There is also one new function that did not appear in previous experiments,  ShaderResourceLayoutD3D12::SRV_CBV_UAV::BindResource(). This function is called for every asteroid to bind a new texture to an SRB object. Let’s take a look at the function:

Trace-DiligentD3D12-Dyn-BindVar-Intel-1t_B

As you can see, most of the time the function spends incrementing and releasing strong references. Since this operation needs to be safe in a multithreaded environment, atomic operations are used, which are expensive from performance point of view.

Experiment Conclusion

Mutable resource binding mode demonstrates the lowest performance, because for every asteroid, extra time is required to set texture in the SRB object, which in turn requires manipulation with strong references, and to allocate dynamic descriptors.

NVidia GTX970

In dynamic resource binding mode, on NVidia GTX 970 GPU, Render() function uses 53.7 ms, overall frame time is 64.6 ms. Let’s look at the trace:

Trace-DiligentD3D12-Dyn-NV-1t

Function  Sample count Normalized by Update() sample count (1573)
DeviceContextD3D12Impl::CommitShaderResources() 3258  207% (58.4% – texture mutable, 93% – mutable)
ShaderResourceLayoutD3D12::SRV_CBV_UAV::BindResource() 2924 186% (n/a)
DeviceContextD3D12Impl::Draw() 938 59.6% (57.1% – texture mutable, 52.4% – mutable)
BufferD3D12Impl::Map() 512  32.5% (29.1% – texture mutable, 31.0% – mutable)

Similar to performance on Intel platform, DeviceContextD3D12Impl::Draw() and BufferD3D12Impl::Map() show performance that is generally consistent with previous two experiments (slightly lower), but DeviceContextD3D12Impl::CommitShaderResources() is considerably slower. Let’s take a look at its trace:

Trace-DiligentD3D12-Dyn-NV-1t-CommitShRes

Similar to Intel platform, slower version is used that checks resource states and performs resource transitions, and also allocates dynamic descriptors.

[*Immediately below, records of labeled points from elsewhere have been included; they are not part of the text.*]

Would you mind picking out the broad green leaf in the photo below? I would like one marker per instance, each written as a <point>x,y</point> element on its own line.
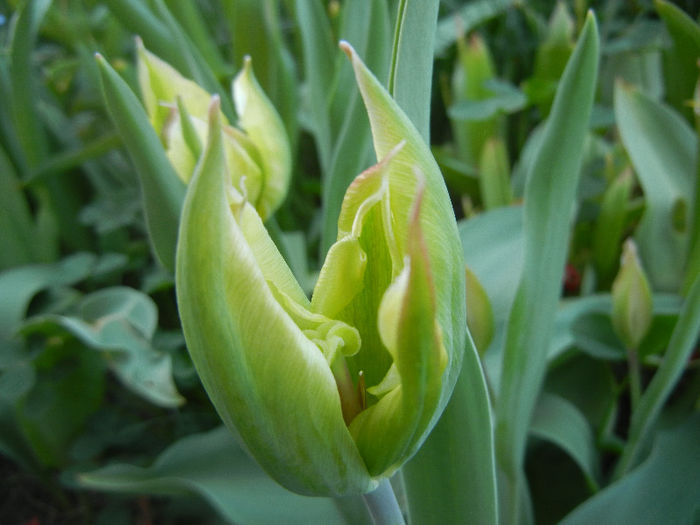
<point>27,124</point>
<point>120,322</point>
<point>663,489</point>
<point>274,65</point>
<point>18,235</point>
<point>505,98</point>
<point>19,285</point>
<point>493,246</point>
<point>662,148</point>
<point>162,190</point>
<point>549,199</point>
<point>680,61</point>
<point>584,323</point>
<point>212,466</point>
<point>473,70</point>
<point>467,18</point>
<point>319,58</point>
<point>351,150</point>
<point>68,389</point>
<point>559,421</point>
<point>411,75</point>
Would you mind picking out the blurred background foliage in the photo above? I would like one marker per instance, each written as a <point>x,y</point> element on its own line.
<point>102,417</point>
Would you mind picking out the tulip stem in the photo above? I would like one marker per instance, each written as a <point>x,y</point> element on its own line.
<point>382,505</point>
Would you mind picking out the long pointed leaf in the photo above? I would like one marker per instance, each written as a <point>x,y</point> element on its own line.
<point>163,192</point>
<point>549,200</point>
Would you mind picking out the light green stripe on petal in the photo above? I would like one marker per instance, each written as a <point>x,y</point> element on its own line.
<point>266,379</point>
<point>390,126</point>
<point>160,82</point>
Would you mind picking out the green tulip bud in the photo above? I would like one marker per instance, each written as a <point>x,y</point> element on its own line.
<point>332,394</point>
<point>257,155</point>
<point>632,300</point>
<point>479,313</point>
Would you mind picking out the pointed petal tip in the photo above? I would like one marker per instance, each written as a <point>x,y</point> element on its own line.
<point>347,48</point>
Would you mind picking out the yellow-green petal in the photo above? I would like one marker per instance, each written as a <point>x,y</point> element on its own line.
<point>267,380</point>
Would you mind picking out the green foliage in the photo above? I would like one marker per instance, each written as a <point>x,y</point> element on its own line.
<point>560,133</point>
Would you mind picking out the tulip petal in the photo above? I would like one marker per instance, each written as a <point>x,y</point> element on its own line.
<point>267,380</point>
<point>390,431</point>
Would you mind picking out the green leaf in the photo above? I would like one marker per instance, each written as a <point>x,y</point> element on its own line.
<point>452,478</point>
<point>662,148</point>
<point>663,489</point>
<point>680,347</point>
<point>466,19</point>
<point>549,198</point>
<point>19,285</point>
<point>163,192</point>
<point>559,421</point>
<point>120,322</point>
<point>411,75</point>
<point>213,467</point>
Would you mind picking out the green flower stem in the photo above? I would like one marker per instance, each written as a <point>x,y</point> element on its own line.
<point>678,352</point>
<point>635,374</point>
<point>382,505</point>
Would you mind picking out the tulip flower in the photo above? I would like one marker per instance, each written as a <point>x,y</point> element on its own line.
<point>257,155</point>
<point>332,394</point>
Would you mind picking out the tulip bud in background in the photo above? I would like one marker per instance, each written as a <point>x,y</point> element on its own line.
<point>610,224</point>
<point>632,300</point>
<point>469,83</point>
<point>333,394</point>
<point>494,174</point>
<point>479,313</point>
<point>257,155</point>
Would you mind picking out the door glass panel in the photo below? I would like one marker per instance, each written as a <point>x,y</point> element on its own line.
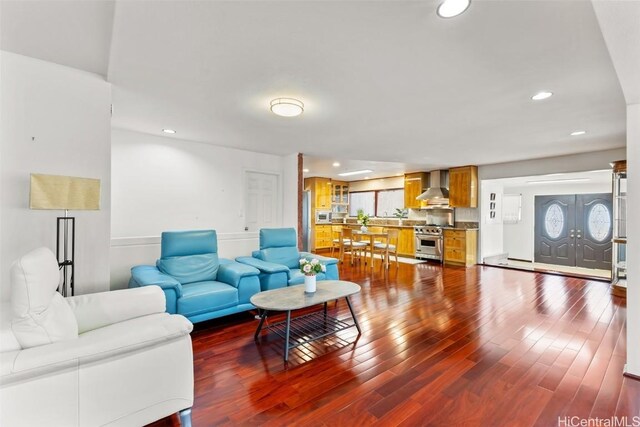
<point>599,222</point>
<point>554,221</point>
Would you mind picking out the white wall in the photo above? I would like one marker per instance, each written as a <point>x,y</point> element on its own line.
<point>633,234</point>
<point>491,230</point>
<point>164,184</point>
<point>597,160</point>
<point>290,189</point>
<point>52,116</point>
<point>519,238</point>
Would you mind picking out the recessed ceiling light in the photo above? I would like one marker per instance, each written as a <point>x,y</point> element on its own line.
<point>287,107</point>
<point>541,95</point>
<point>355,172</point>
<point>451,8</point>
<point>558,181</point>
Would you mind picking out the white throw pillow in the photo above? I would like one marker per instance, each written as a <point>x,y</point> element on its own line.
<point>42,314</point>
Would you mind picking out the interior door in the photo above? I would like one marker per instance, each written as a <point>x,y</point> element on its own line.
<point>594,230</point>
<point>555,227</point>
<point>262,200</point>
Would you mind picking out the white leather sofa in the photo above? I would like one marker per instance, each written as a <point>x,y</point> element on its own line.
<point>113,358</point>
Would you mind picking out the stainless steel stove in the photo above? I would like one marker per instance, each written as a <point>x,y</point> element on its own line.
<point>428,242</point>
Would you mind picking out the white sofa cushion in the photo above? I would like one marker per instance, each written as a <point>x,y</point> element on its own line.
<point>93,311</point>
<point>42,314</point>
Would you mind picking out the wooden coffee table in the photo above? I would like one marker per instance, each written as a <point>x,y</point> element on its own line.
<point>311,326</point>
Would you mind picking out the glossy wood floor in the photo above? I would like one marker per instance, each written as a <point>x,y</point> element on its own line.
<point>440,346</point>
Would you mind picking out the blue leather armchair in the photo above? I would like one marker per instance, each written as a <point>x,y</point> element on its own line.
<point>279,260</point>
<point>196,283</point>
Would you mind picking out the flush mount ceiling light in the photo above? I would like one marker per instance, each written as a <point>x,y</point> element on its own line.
<point>287,107</point>
<point>355,172</point>
<point>541,95</point>
<point>451,8</point>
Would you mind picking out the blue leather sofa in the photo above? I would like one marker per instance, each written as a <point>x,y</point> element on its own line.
<point>196,283</point>
<point>278,260</point>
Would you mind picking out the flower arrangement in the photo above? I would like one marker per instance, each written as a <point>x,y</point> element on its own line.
<point>363,219</point>
<point>311,267</point>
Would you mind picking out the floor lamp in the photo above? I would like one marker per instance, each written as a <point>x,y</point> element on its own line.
<point>65,193</point>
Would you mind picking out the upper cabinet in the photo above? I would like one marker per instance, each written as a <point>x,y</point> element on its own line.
<point>339,196</point>
<point>463,187</point>
<point>320,192</point>
<point>414,185</point>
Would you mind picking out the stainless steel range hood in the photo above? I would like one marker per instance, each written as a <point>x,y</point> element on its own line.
<point>437,194</point>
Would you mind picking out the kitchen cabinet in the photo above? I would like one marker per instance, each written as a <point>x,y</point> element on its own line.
<point>619,241</point>
<point>323,193</point>
<point>322,236</point>
<point>460,247</point>
<point>463,187</point>
<point>407,242</point>
<point>414,185</point>
<point>339,196</point>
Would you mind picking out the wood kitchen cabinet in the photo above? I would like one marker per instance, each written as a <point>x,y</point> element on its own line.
<point>460,247</point>
<point>320,189</point>
<point>407,242</point>
<point>323,193</point>
<point>322,235</point>
<point>414,185</point>
<point>463,187</point>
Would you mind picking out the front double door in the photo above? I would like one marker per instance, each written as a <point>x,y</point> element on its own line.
<point>574,230</point>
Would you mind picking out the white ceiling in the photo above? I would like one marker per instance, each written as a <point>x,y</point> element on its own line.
<point>383,81</point>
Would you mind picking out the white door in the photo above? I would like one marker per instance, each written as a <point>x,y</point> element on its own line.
<point>262,201</point>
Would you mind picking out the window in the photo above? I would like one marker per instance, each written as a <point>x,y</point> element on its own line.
<point>388,202</point>
<point>365,200</point>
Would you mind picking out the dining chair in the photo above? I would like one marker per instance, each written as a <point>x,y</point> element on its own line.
<point>389,246</point>
<point>357,248</point>
<point>337,241</point>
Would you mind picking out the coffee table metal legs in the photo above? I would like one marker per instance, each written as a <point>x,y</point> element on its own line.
<point>287,326</point>
<point>286,339</point>
<point>263,315</point>
<point>353,314</point>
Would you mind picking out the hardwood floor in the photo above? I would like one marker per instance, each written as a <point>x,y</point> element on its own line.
<point>440,346</point>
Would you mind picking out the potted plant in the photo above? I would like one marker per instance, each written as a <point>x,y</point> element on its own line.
<point>363,220</point>
<point>400,213</point>
<point>311,267</point>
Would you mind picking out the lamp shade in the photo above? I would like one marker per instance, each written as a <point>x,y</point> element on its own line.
<point>64,192</point>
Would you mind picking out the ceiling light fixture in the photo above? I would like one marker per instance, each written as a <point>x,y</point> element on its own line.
<point>451,8</point>
<point>355,172</point>
<point>541,95</point>
<point>287,107</point>
<point>558,181</point>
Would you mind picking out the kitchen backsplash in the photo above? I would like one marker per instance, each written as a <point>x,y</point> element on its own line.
<point>467,215</point>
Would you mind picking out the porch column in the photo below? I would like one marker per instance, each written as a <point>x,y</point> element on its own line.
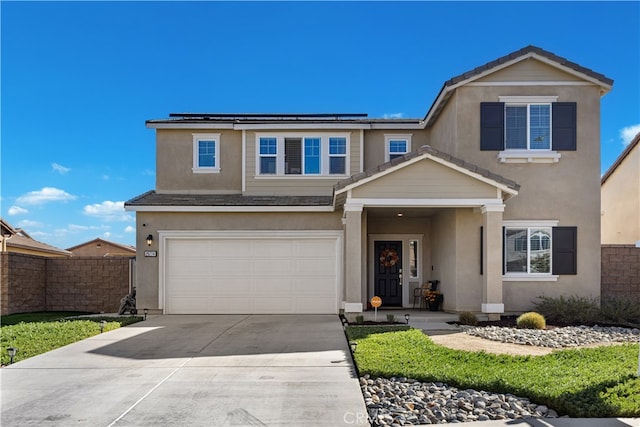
<point>492,302</point>
<point>353,258</point>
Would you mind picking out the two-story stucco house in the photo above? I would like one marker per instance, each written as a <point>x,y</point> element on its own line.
<point>495,193</point>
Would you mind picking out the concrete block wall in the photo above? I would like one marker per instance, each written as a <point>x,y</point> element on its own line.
<point>31,283</point>
<point>94,284</point>
<point>620,271</point>
<point>23,283</point>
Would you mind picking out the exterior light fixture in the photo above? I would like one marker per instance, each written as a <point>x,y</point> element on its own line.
<point>12,353</point>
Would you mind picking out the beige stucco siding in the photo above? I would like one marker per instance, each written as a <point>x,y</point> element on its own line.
<point>529,70</point>
<point>174,163</point>
<point>148,267</point>
<point>297,185</point>
<point>621,202</point>
<point>425,179</point>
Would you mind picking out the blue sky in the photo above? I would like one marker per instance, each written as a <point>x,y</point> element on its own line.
<point>79,79</point>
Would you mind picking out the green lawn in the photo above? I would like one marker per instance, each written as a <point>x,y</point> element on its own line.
<point>37,333</point>
<point>595,382</point>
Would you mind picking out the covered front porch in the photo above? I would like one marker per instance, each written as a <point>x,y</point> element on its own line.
<point>424,217</point>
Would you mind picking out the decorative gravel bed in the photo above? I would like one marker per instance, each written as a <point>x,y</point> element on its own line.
<point>566,337</point>
<point>404,401</point>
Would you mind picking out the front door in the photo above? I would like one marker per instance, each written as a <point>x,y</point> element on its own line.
<point>388,272</point>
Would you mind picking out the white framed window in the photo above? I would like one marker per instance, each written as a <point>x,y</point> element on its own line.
<point>396,146</point>
<point>206,152</point>
<point>337,155</point>
<point>302,155</point>
<point>528,248</point>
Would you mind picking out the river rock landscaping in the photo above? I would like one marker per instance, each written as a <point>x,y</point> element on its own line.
<point>403,401</point>
<point>565,337</point>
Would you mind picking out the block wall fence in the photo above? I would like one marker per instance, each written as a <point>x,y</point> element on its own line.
<point>620,275</point>
<point>92,284</point>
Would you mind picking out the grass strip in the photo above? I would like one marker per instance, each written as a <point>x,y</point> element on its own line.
<point>593,382</point>
<point>34,338</point>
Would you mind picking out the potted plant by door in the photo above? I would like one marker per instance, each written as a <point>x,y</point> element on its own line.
<point>434,300</point>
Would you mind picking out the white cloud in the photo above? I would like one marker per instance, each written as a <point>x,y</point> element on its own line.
<point>47,194</point>
<point>628,133</point>
<point>108,211</point>
<point>59,168</point>
<point>17,210</point>
<point>27,224</point>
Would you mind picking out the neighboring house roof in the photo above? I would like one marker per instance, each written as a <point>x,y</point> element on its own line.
<point>20,241</point>
<point>425,151</point>
<point>151,198</point>
<point>514,57</point>
<point>99,241</point>
<point>633,144</point>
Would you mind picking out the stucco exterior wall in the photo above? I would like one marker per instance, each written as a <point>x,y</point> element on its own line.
<point>147,268</point>
<point>174,163</point>
<point>621,202</point>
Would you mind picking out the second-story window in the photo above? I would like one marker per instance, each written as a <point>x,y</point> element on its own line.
<point>268,154</point>
<point>396,146</point>
<point>206,153</point>
<point>302,155</point>
<point>337,155</point>
<point>528,127</point>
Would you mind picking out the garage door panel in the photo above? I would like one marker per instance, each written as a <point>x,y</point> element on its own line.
<point>272,267</point>
<point>315,267</point>
<point>251,275</point>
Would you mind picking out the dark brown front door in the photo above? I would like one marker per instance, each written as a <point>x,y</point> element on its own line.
<point>388,272</point>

Let’s take a look at  ShaderResourceLayoutD3D12::SRV_CBV_UAV::BindResource():

Trace-DiligentD3D12-Dyn-NV-1t-BindRes

Similar to Intel GPU, the function spends most of its time operating with strong references.

Experiment Conclusion

Similar to performance on Intel GPU, mutable resource binding mode demonstrates the lowest performance on NVidia GPU, due to the same reasons (allocating dynamic descriptors for every SRB object and manipulating with strong references).

Multithreaded Scalability

To enable multithreaded applications, Diligent Engine supports the notion of deferred contexts similar to D3D11 deferred contexts. In D3D12 implementation, deferred contexts record command lists that can then be submitted for execution through the immediate context.

This section provides analysis of multithreaded scalability of D3D12 implementation. For this experiment, texture mutable resource binding mode was used.

Intel HD Graphics 4600

The chart below shows the  Render() function speedup compared to single-threaded implementation on Intel HD Graphics 4600 GPU, for native D3D12 and DE implementations:

RenderSpeedup-D3D12-Intel

You can see that both implementations don’t scale perfectly, with Diligent Engine showing slightly better scalability. This may be explained by internal synchronizations in the driver (though scalability on NVidia GPU is not better). Diligent Engine introduces overhead which does not depend on the driver and does not block the threads, and thus scales better. However, even the Update() function does not scale perfectly:

UpdateSpeedup-D3D12-Intel

The top speedup is shown by DE implementation on 7 threads: 3.14 times. This makes some sense given that the test CPU has 4 physical cores exposed as 8 logical processors. However  Update() function should scale better because the workload can be efficiently distributed between multiple threads. What does not make sense is that the speedup differs considerably for DE and native D3D12 implementations. A possible explanation may be that native implementation uses less efficient tools for parallelization. At the same time, thread timeline of native D3D12 implementation presented in the picture below shows that the workload is reasonably well balanced between all threads:

NativeD3D12-4T-ZoomOut

Note that 4-thread implementation for some reason creates 6 threads. Another important thing is that the application is GPU bound, so that main thread waits for the GPU every frame. Overall, multithreaded implementation shows negative acceleration as the chart below shows:

TotalSpeedup-D3D12-Intel

Remember, even single-threaded implementation is GPU-bound on Intel GPU. Recording commands in several threads apparently introduces additional overhead in the driver, which results in slower overall execution.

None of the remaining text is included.